In S Durga, the only Indian film ever to win the Tiger Award at the International Film Festival of Rotterdam, a migrant girl and a Keralite boy are on the run at midnight; in Chola, a schoolgirl, her boyfriend and another man are out on a joyride. An incident takes place and the joy goes out of the ride.
In Venice, Chola (English title: Shadow of Water) competed for the Orizzonti (Horizons) Prize. It is the first Malayalam film in the section since Gopalakrishnan’s Nizhalkuthu (Shadow Kill, 2002).
The maverick filmmaker, never one to lose a chance to jump into a debate, regrets that his fourth feature, Unmadiyude Maranam (Death of Insane), which he made in reaction to the assault on his freedom of expression as he sought to get S Durga out into the world, has not got the exposure it should have despite being received with enthusiasm by critics and cineastes.
Death of Insane delves into the perils of being a dreamer and a free thinker in a system that dreads individual independence. “I want the film to be seen in the form that I have made it.
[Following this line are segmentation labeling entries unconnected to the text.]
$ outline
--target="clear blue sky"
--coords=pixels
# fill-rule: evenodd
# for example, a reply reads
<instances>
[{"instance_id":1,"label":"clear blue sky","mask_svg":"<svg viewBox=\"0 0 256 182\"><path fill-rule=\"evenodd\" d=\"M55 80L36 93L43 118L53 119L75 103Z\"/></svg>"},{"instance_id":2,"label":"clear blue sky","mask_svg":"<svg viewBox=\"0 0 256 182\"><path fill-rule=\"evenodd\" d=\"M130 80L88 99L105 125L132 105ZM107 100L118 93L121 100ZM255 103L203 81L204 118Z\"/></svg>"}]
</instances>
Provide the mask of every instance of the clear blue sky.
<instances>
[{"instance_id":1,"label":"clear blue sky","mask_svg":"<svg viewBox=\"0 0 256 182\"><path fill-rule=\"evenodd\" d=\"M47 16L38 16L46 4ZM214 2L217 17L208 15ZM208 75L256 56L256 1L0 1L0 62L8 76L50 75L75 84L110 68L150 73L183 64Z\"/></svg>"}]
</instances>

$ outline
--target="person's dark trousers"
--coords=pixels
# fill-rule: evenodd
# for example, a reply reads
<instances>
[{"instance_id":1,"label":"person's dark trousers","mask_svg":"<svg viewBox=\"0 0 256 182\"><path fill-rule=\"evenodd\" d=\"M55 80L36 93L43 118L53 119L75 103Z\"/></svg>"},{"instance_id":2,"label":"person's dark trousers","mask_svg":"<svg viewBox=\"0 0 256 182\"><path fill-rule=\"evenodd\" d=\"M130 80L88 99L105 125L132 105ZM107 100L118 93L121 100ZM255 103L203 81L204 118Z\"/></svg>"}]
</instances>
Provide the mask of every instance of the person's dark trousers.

I haven’t therefore submitted it to the censors,” says Sasidharan. He said, however, that Chola will go into proper theatre distribution.
Death of Insane is on freedom of expression
For an uncompromisingly independent filmmaker, Sasidharan, who is already working on his next film in the hills of Himachal Pradesh, is remarkably prolific. “This would not have been possible without the support that I receive from people around me,” he says.
He singles out Shaji Mathew, the producer of all of his films and the proprietor of the Delhi-based Niv Art Centre, as one of the key forces behind him. “He gives me complete freedom,” says the director.
Sasidharan, as the secretary of the Kazhcha Film Forum, has created an independent film festival that runs parallel to the well-regarded International Film Festival of Kerala (IFFK). The festival began in 2017 to counter IFFK’s “inconsistent” treatment of independent Malayalam cinema.
With Chola earning a Venice premiere, Sasidharan now has the world under his feet.